Film & TV

How Ken Burns Edited The Vietnam War Documentary

Written by MasterClass

Jul 25, 2019 • 3 min read

When it comes to documentary films, Ken Burns has demonstrated that good documentary storytelling will always require time and experimentation in the editing suite. His process on The Vietnam War—which took more than 10 years total to make—is a testament to that fact.


What Is Ken Burns’ The Vietnam War?

The Vietnam War is an acclaimed 10-part documentary series that premiered in 2017. Directed by Burns and frequent collaborator Lynn Novick, it aims to provide a new perspective on the United States’ involvement in Vietnam by centering the stories combatants, protesters and other witnesses, while sidelining the voices of politicians and personalities who dominated the news at the time.

How Ken Burns Edited The Vietnam War in 7 Steps

Viewers who have seen the first episode of The Vietnam War will know it starts with an eight-minute opening scene that sets up the series. That scene began life four-and-a-half years earlier as a 28-minute blind assembly—essentially, an audio-only “radio play” of potential narration. Here, Burns shares the steps he went through to evolve that scene in the editing suite from the blind assembly to its taut final cut.

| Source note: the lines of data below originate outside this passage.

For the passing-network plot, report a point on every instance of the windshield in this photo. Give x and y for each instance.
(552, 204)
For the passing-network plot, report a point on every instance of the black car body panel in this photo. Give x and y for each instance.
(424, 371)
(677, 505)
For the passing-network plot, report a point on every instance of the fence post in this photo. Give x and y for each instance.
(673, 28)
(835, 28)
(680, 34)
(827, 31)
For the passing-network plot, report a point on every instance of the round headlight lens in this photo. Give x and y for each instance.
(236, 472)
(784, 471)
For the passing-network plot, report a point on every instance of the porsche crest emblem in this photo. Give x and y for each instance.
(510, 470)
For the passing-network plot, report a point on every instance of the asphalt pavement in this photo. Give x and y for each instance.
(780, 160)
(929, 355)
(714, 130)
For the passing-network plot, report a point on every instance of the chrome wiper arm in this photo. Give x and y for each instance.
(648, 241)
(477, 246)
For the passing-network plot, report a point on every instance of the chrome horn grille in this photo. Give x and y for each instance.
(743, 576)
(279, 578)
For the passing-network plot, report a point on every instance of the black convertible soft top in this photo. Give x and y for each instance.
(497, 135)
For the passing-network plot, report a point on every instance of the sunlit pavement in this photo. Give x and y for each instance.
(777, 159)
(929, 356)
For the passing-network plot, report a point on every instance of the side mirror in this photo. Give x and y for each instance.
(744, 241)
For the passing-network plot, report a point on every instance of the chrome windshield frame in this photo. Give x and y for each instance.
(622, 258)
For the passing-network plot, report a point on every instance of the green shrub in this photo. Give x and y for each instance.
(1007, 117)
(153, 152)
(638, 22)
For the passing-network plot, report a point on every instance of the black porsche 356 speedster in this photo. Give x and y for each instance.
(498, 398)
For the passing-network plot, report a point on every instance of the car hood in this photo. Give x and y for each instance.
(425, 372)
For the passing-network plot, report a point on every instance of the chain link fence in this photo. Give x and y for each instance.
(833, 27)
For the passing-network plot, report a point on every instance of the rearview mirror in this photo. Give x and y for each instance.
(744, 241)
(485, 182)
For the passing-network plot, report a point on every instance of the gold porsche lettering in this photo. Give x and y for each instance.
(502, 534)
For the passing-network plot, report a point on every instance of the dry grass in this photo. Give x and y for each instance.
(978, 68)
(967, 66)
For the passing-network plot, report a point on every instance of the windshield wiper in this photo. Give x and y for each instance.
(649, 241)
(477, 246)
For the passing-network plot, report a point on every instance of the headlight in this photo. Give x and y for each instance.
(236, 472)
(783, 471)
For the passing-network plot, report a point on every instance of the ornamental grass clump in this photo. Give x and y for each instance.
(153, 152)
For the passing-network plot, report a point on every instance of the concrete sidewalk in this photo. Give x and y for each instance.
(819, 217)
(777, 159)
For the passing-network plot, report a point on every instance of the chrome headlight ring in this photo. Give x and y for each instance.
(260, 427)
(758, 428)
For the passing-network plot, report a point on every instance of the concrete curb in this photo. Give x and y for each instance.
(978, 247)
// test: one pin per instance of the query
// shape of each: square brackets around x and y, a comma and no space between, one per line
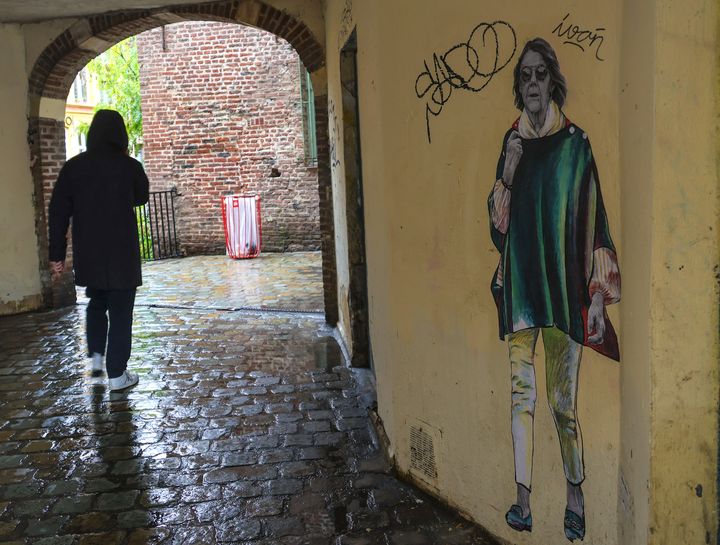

  1. In their first blind assembly, Burns’ voice reads the scratch narration, which is intended to be temporary and used only to experiment with phrasing and timing for rough edits.
  2. Following this narration, Burns tries a technique that has worked well for previous series—that of a dramatis personae, or an introduction to the cast of characters. They include choice quotes about the war from over a dozen people, beginning with veteran John Musgrave’s confession that “I’m scared of the dark, still.”
  3. A few blind assemblies later, all but two of the talking heads have been cut out of the opening. Burns realized that their familiar dramatis personae technique isn’t really working for this series, and they begin to experiment with an entirely new idea. They cut a visual sequence that involves iconic footage from the Vietnam War being played in reverse, with backwards motion, creating a disorienting experience for the viewer that reflects the troubling memories being replayed in the minds of soldiers who survived the conflict.
  4. Still not quite satisfied, Burns searches for a way to also anchor the series in the American experience, and to set up that there were conflicting truths at play for the people involved.
  5. By draft 12, many visual elements are in place, including archival footage that is still watermarked, or digitally stamped with time code and newsreel logos—meaning that the material had not been licensed and paid for yet. But something key has been omitted: the “scared of the dark” quote no longer opens the film. Musgrave’s story required viewers to know more about the larger geopolitical context than they could be expected to know at the start of the episode. A new select by Karl Marlantes that speaks of how divisive and traumatic the war was for everyone involved and ends with the rhetorical question “what happened?” serves to better reflect the starting point for the majority of viewers first embarking upon the TV series.
  6. By the time Burns makes a rough cut of the film, he will have found the narrative form, rhythm, and pacing for the opening. He is happy with the order of the script, and the imagery in this version is for the most part what will survive to the finished film. What remains is refining, perfecting, and polishing—an iterative process that may still require many drafts and weeks of work.
  7. The final version of The Vietnam War opening contains clean, licensed footage, a title card and graphic, composed music and sound effects, and professional narration by none other than Peter Coyote. Some 80% of the initial blind assembly is gone, including the quote by John Musgrave that originally seemed essential. But what remains is masterful.